Multifunctional MoCx Hybrid Polyimide Aerogel with Modified Porous Defect Engineering for Highly Efficient Electromagnetic Wave Absorption

Abstract Traditional electromagnetic absorbing materials (EWAMs) are usually single functions and can easily affect their performance in diverse application scenarios. Effective integration of EWAMs into multiple function components is a valuable strategy to achieve maximum absorption and multifunction performance while maintaining their indispensable physical and chemical properties. In this work, the polyoxometalates (POMs) serving as “guests” are embedded within the Co‐MOFs to construct 3d/4d‐bimetallic based crystalline precursors of dielectric/magnetic synergistic system. The proper pyrolysis temperature induced the homogeneously distributed metallic Co and MoC x hetero‐units into carbon matrix with modified porous defect engineering to enhance electromagnetic wave (EW). Owing to the brilliant synergistic effect of polarization, magnetic loss, and impedance matching, the superior RL min of −47.72 dB at 11.76 GHz at the thickness of 2.0 mm and a wide adequate absorption bandwidth (EAB) of 4.58 GHz (7.44–12.02 GHz) covered the whole X‐band at the thickness of 2.5 mm for η ‐MoC/Co@NC‐800 are observed.
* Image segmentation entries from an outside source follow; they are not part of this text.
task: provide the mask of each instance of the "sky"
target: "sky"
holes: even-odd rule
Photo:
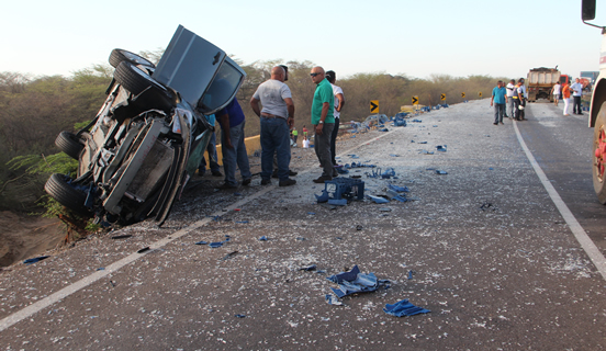
[[[596,24],[606,25],[597,0]],[[113,48],[164,49],[188,30],[254,61],[308,60],[361,72],[526,77],[599,70],[601,30],[581,0],[20,0],[2,4],[0,72],[63,75],[108,63]]]

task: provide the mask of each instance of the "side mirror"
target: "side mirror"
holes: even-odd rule
[[[583,21],[595,19],[595,0],[583,0],[581,9],[581,18]]]

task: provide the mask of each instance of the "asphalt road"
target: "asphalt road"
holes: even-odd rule
[[[597,201],[593,189],[593,128],[587,126],[588,113],[571,112],[564,117],[562,105],[529,104],[529,121],[518,126],[541,169],[605,254],[606,206]]]
[[[516,123],[562,199],[604,252],[584,118],[532,104]],[[343,163],[366,194],[389,182],[411,201],[328,208],[313,150],[295,150],[289,188],[214,192],[192,182],[162,228],[143,223],[0,272],[5,350],[602,350],[606,283],[489,100],[406,127],[346,137]],[[447,151],[437,151],[446,146]],[[254,160],[258,162],[258,160]],[[437,171],[447,172],[438,174]],[[414,201],[413,201],[414,200]],[[586,228],[585,228],[586,226]],[[131,235],[111,239],[116,235]],[[201,240],[231,240],[211,249]],[[269,240],[260,241],[266,236]],[[137,253],[137,250],[149,250]],[[315,264],[319,271],[301,268]],[[325,295],[351,269],[391,287]],[[393,317],[408,299],[427,314]]]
More importantly, the resulting MoC x hybrid polyimide (MCP) aerogel exhibits desirable properties such as structural robustness, nonflammability, excellent thermal insulation, and self‐cleaning capabilities that are comparable to those of commercially available products. This work offers inspiration and strategy for creating multipurpose microwave absorbers with intricate structural designs.